When e-cigarette manufacturers realized that teenagers represented an untapped consumer base, they began aggressively marketing their products towards them. Unfortunately, those campaigns have successfully contributed to the rising use of tobacco by youth. Some who became dependent on nicotine in their early youth now turn to cigarettes as an alternative and sometimes more accessible source of nicotine. Others are falling prey to smoking addictions in their young adulthood. 

At Tufts, I have witnessed the repercussions of young smokers, who picked up the habit after the height of anti-smoking campaigns, manifesting everywhere from the cigarette butts littering the sidewalk to the secondhand smoke that too often lingers on Pres Lawn. 

“I think it’s mostly shocking to see anyone our age smoking cigarettes, I’ve never seen any cases of that at all at home,” freshman Emma Dawson-Webb wrote in a message to the Daily. “It seems like such an old school danger and we’ve been able to witness what it does to older generations with lung cancer or from smoker’s cough. … Somehow, even though a lot of the vaping is doing the same damage, it doesn’t scream out as morally wrong or dangerous in the way smoking cigarettes does.” 

Local convenience stores around campus sell cigarettes and will continue to do so until consumer demand is eradicated or our community takes a firm stance against tobacco and its known harms. 

Decades of data collected from cigarette smokers prove the numerous health consequences of smoking cigarettes. Although lung cancer is most commonly associated with smoking, other forms of cancer such as mouth and throat, liver, kidney and pancreas have all also been linked to smoking. Smoking increases the risk for conditions such as chest pain, heart attack, heart failure and arrhythmia, and it has made COVID-19 and other respiratory viruses worse.

Additionally, tobacco products contain over 7,000 toxic chemicals and are the most littered item on the planet. They pollute our environment from the oceans to city sidewalks, according to the World Health Organization.
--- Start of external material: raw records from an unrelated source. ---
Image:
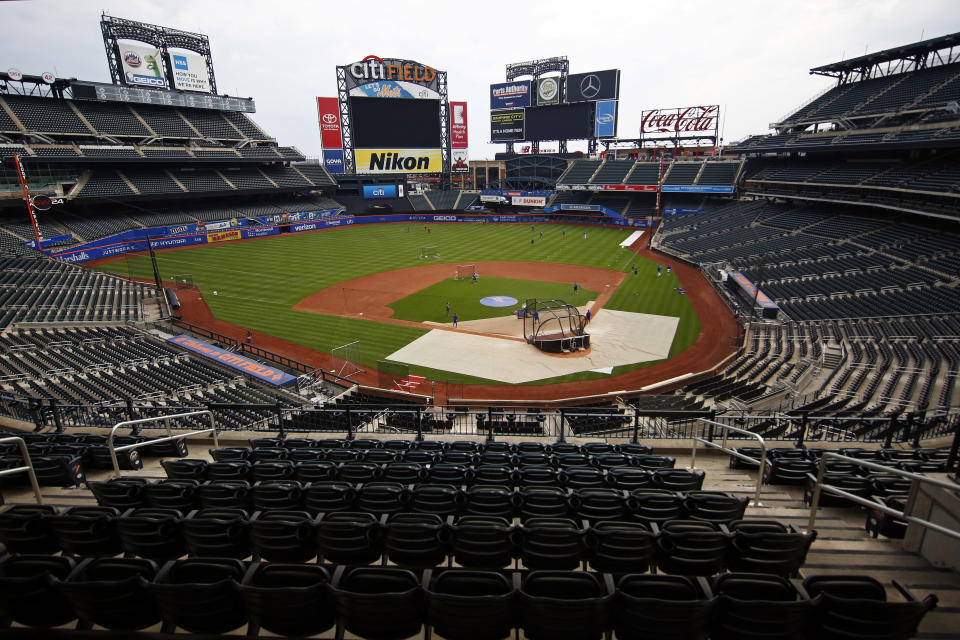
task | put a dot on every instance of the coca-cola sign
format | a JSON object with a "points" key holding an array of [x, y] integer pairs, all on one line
{"points": [[686, 120]]}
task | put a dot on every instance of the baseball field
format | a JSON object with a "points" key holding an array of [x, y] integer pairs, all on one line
{"points": [[369, 284]]}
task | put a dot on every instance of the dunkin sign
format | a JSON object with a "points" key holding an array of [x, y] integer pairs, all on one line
{"points": [[680, 121]]}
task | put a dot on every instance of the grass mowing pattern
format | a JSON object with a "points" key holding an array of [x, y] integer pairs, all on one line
{"points": [[259, 281], [464, 297]]}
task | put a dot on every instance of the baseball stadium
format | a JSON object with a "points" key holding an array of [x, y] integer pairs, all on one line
{"points": [[663, 387]]}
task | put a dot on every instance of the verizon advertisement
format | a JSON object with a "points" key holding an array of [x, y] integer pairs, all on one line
{"points": [[528, 201], [328, 111], [458, 125], [681, 121]]}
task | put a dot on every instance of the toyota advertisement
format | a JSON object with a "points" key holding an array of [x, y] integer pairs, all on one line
{"points": [[328, 113]]}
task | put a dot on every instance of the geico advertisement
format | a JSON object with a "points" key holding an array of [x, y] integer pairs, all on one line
{"points": [[398, 160]]}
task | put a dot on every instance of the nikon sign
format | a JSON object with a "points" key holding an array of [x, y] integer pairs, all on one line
{"points": [[399, 161]]}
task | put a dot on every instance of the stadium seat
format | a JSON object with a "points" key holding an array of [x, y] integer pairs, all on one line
{"points": [[350, 537], [121, 493], [542, 502], [713, 506], [224, 494], [378, 602], [856, 607], [620, 547], [654, 505], [662, 606], [692, 548], [152, 532], [762, 547], [550, 543], [276, 494], [489, 500], [288, 599], [283, 535], [218, 533], [758, 606], [200, 594], [27, 595], [189, 469], [562, 605], [172, 494], [483, 542], [329, 496], [480, 605], [110, 592], [416, 540], [24, 528], [86, 531]]}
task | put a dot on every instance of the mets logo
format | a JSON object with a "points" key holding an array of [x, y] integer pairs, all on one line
{"points": [[132, 59]]}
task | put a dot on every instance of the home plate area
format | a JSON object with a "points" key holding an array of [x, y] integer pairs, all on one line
{"points": [[616, 338]]}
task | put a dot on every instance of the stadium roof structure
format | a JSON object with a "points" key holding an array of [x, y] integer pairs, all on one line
{"points": [[918, 55]]}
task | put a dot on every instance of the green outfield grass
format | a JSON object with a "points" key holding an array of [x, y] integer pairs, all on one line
{"points": [[464, 297], [259, 281]]}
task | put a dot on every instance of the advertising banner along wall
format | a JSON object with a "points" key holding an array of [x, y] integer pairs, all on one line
{"points": [[141, 65], [458, 125], [189, 72], [506, 126], [510, 95], [333, 161], [398, 160], [328, 114], [233, 360]]}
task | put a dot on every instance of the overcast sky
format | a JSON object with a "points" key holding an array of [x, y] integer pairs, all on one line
{"points": [[752, 58]]}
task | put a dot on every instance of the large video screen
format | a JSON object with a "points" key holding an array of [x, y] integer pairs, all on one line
{"points": [[560, 122], [380, 123]]}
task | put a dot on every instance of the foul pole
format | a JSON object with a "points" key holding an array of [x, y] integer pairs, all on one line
{"points": [[26, 198]]}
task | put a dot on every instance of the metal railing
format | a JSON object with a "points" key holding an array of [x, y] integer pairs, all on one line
{"points": [[168, 438], [27, 466], [711, 426], [879, 506]]}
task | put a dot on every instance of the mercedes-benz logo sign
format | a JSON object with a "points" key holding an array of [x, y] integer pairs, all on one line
{"points": [[590, 86]]}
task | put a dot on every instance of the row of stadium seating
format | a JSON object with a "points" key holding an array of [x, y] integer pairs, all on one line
{"points": [[924, 89], [81, 118], [887, 367], [388, 602], [701, 172], [937, 175]]}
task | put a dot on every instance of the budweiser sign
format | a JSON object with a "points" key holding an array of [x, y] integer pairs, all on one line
{"points": [[679, 121]]}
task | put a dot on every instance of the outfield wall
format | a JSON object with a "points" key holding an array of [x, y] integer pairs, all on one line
{"points": [[211, 233]]}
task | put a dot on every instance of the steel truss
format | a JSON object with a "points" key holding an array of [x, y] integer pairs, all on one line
{"points": [[163, 38]]}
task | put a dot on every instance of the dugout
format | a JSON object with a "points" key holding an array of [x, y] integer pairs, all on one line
{"points": [[553, 326]]}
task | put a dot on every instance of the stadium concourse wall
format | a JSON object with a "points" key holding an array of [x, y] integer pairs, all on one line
{"points": [[211, 233]]}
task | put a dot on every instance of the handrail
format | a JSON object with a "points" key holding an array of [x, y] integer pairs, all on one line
{"points": [[763, 452], [28, 466], [903, 515], [169, 437]]}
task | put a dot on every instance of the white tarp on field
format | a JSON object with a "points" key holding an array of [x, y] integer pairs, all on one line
{"points": [[616, 338]]}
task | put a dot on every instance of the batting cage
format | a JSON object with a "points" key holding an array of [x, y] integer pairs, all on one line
{"points": [[396, 375], [346, 359], [465, 271], [183, 281], [554, 326]]}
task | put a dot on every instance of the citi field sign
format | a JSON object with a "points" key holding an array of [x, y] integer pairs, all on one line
{"points": [[374, 68]]}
Other victims of the smoking epidemic include those who suffer health complications due to second-hand smoke exposure. Often the children or loved ones of cigarette smokers are at high risk for heart disease, lung cancer, SIDS, asthma and pneumonia. 

Fortunately, the growing base of public knowledge on the harmful consequences of smoking have allowed for campaigns such as The Truth to push the anti-smoking agenda further. Though 43% of adults in the U.S. smoked regularly in 1965, that number has dropped to 14% today. This means that, although the problem seems prevalent to me from what I have witnessed from my time on campus, we are moving in a positive direction nationwide. 

But there is still work to be done. Vaping, although it has been marketed as harmless compared to traditional cigarettes, has been facilitating the resurgence of nicotine addiction in young adults. Unlike Y2K sunglasses, cargo pants and platform sandals, the comeback of smoking has tangible harms. Given the clear environmental and health dangers, we as a community must work together to reduce the prevalence of smoking at Tufts.